Major Challenges in the Banking Industry

Challenges in the Banking Industry
Challenges in the Banking Industry

Every industry needs to evolve with time to keep up with the changing trends and business landscape. Challenges in the Banking industry is no exception. With time, bankers are encountering more risks and regulations, in light of growing concerns about third party relationships, workforce management and many other issues. Keeping in view all the concerns, banks and financial institutions are focusing more towards better strategies and modern technologies to deal with multiple challenges. Let’s have a look at the major challenges that the banking industry is facing and what should be the focus to overcome those challenges.

  1. Customer Centric Approach

Since the 2008 financial crisis, several banks have changed their strategies regarding customer and market but their decisions still revolve around the regulatory requirements. Unlike other industries, not many banks have considered the costumer centric approach and have put enough efforts in understanding customers and markets. But fortunately there are certain banks that have realized the importance of fintech ecosystem for serving the customer in a better way. Fintech has a sharp customer focus and can be effective in meeting customer expectations. However, in addition to fintech, banks also need to adopt innovation and strategies to manage talents in a different manner for developing more customer centric solutions.

2. Managing Technologies

One of the major challenges that banks are facing is managing the technology resources. With the plethora of software, platforms, systems and tools, banks and financial institutions need to upgrade their infrastructure and resources for smoother operations. To modernize the core operating structure, which is a priority, the banking industry needs to spend substantially. With the technology proliferation and advancement in cloud solutions, banks require a significant modernization of applications and ramp up in technology externalization. However, compliance and risk management activities have to be managed internally, with the support of technology.
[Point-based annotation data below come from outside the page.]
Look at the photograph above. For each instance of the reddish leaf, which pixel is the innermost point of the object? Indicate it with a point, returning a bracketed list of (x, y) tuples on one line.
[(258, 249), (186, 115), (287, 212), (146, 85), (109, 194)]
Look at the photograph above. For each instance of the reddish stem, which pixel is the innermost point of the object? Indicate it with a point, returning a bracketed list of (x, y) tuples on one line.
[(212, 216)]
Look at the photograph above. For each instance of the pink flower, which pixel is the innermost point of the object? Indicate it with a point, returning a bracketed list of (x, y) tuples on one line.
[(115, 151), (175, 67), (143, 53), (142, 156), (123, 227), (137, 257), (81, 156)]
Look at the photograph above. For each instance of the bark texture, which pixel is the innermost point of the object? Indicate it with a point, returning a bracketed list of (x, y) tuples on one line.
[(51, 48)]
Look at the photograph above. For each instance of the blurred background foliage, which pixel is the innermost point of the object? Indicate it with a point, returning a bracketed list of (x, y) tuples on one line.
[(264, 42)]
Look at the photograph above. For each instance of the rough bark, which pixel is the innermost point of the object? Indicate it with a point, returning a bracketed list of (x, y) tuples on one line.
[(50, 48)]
3. Strengthening Cyber Security

As the banking ecosystem is become more and more interconnected, the risk of cyber-attacks is also increasing. Adding to it is the adoption of new technologies. However, the current management of cyber-risks in the banks does reflect the concerns and the urge to improve cyber-security. Banks and regulators are showing greater cooperation that includes sharing best practices as well as information. Funding for cyber security is also increasing and many banks are recruiting special talents for their cyber security units. To further strengthen the security, banks need to develop and communicate a strong culture of due care throughout the organization. Cyber security needs to be considered as an integral component while designing business strategies, processes and innovations.
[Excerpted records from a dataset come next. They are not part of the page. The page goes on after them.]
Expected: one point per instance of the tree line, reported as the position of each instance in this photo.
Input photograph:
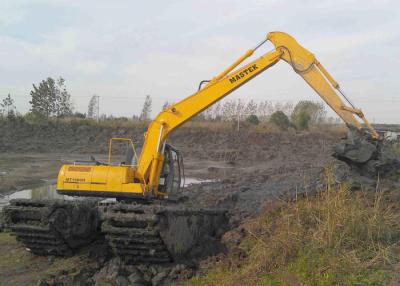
(50, 98)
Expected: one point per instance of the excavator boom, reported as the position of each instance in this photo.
(144, 178)
(157, 232)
4. Workforce Reorientation

Banking workforce needs to be more diverse for formulating novel solutions. This is not only required for the permanent and contractual employees, but also for freelancers that work with multiple banks and robots that work alongside humans. Automation is bringing huge transformations in work and banks need to reorient their workforces to make them more collaborative. Financial institutions also need to provide more integrated experiences to their workforce, starting from recruitment to retirement, and this would, in turn, lead to better customer experience enabled by the workforce. The workforce experience must support the work-life balance and an objective driven career.

5. Compliance Considerations

Banking regulations are now encountering some stabilization, after a period of intense scrutiny by regulators all around the globe. Many global firms are now focusing on varying local regulatory requirements and market needs. Some of the U.S. regulations are under review and might be amended. However, compliance mandates related to executive accountability and fair treatment of customers are expected to stay strong and elevated. For testing operational integrity, regulators are also expected to demand more data from banks and enforce strong vigilance programs. Banks need to integrate their regulatory compliance goals with strategies that include operational simplification, growth, cost efficiency and risk management, to maintain high performance.